There may be phobias or anxieties amongst some children or cultural reasons why a dog may not be suitable. There is no such thing as a completely hypoallergenic dog (although some breeds may not moult many people with allergies are actually allergic to dander rather than fur itself), so health issues may be a problem. Clear communication with parents, staff and children is essential, as is a careful risk assessment. Any animal and any child can be unpredictable. In our most recent survey, we have found that practitioners need to prepare for the unexpected – even the best trained and mild-mannered dog can bark, toilet or jump up whilst in school. Many organisations working with dogs in schools recommend that the dog is at least 18 months old before they begin interacting with children in an educational setting, and many also expect the dog to have lived with their handler for at least a year. Having a first aid kit on hand for the animal is also important.
An enabling environment applied to AAIs means ensuring appropriate health and safety measures are in place to minimise harm to all participants, but also that the environment enriches the experiences of all participants. Organisations involved in AAIs will have their own risk-assessment policies, and these typically cover identifying hazards (e.g., lack of supervision, injury to children, damage caused to school property, dog fouling), degree of potential injury, controls to eliminate or reduce such risks (e.g., adult supervision, training children) and the probability of an accident happening. And equally importantly, any AAI should be planned to be exciting, enriching and enjoyable for children, adults and the animal themselves.

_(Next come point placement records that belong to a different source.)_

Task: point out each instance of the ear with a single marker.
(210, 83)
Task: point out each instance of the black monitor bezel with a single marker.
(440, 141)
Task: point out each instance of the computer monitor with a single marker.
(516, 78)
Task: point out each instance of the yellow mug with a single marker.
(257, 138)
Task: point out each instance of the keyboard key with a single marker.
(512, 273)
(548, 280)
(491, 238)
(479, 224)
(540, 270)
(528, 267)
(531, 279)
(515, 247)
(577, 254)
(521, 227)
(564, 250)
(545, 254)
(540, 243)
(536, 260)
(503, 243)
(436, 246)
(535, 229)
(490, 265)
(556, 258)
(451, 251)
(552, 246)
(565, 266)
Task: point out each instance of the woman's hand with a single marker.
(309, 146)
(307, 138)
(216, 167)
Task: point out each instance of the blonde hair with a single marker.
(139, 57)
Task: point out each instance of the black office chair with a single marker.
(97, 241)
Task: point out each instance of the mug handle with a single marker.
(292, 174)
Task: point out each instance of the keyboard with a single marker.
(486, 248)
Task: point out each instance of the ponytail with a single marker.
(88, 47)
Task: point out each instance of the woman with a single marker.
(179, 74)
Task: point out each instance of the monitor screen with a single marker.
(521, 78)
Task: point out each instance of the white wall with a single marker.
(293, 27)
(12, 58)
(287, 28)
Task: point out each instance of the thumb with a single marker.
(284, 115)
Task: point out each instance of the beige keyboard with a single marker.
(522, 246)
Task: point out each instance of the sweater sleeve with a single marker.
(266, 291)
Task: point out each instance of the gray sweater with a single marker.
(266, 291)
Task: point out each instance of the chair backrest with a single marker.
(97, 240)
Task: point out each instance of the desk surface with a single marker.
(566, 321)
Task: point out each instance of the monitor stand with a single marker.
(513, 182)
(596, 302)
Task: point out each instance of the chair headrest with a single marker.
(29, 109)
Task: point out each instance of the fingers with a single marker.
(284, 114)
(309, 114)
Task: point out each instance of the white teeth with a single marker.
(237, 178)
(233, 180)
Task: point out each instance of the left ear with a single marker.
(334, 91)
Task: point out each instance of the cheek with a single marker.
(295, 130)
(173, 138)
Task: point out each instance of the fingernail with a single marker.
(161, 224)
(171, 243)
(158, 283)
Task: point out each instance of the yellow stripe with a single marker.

These four principles aim to nurture compassion and respect for all living beings. In my most recently published book Tails from the Classroom, co-authored with Dr Russell Grigg, we provide case studies of settings and schools that have demonstrated these principles in action. Bringing animals into early years’ settings is not a decision to be taken lightly, it can add extra pressure to an already busy workload, however, the benefits can be well worth the effort. Following the four principles in this blog will help ensure that the interests, wellbeing and engagement of all involved are upheld.
DfE (2017) Statutory framework for the early years foundation stage, London: DfE
Kurdek L. (2008) ‘Pet dogs as attachment figures’, Journal of Social and Personal Relationships, 25(2):247-266.
Lewis, H (2021) How School Pets Can Help Children Learn and Read The Conversation available at https://theconversation.com/how-school-pets-can-help-children-to-learn-and-read-160064
Lewis, H. and Grigg, R. (2020) Tails from the Classroom: Animal-assisted interventions in school, Carmarthen: Crown House.
Lewis, H and Grigg, R (2021) Animals in Early Years settings Early Education.
Van Fleet, R., Faa-Thompson, T. (2017) Animal Assisted Play Therapy. Professional Resource Press, Florida.
Wilson, E. O. (1984). Biophilia. Harvard University Press.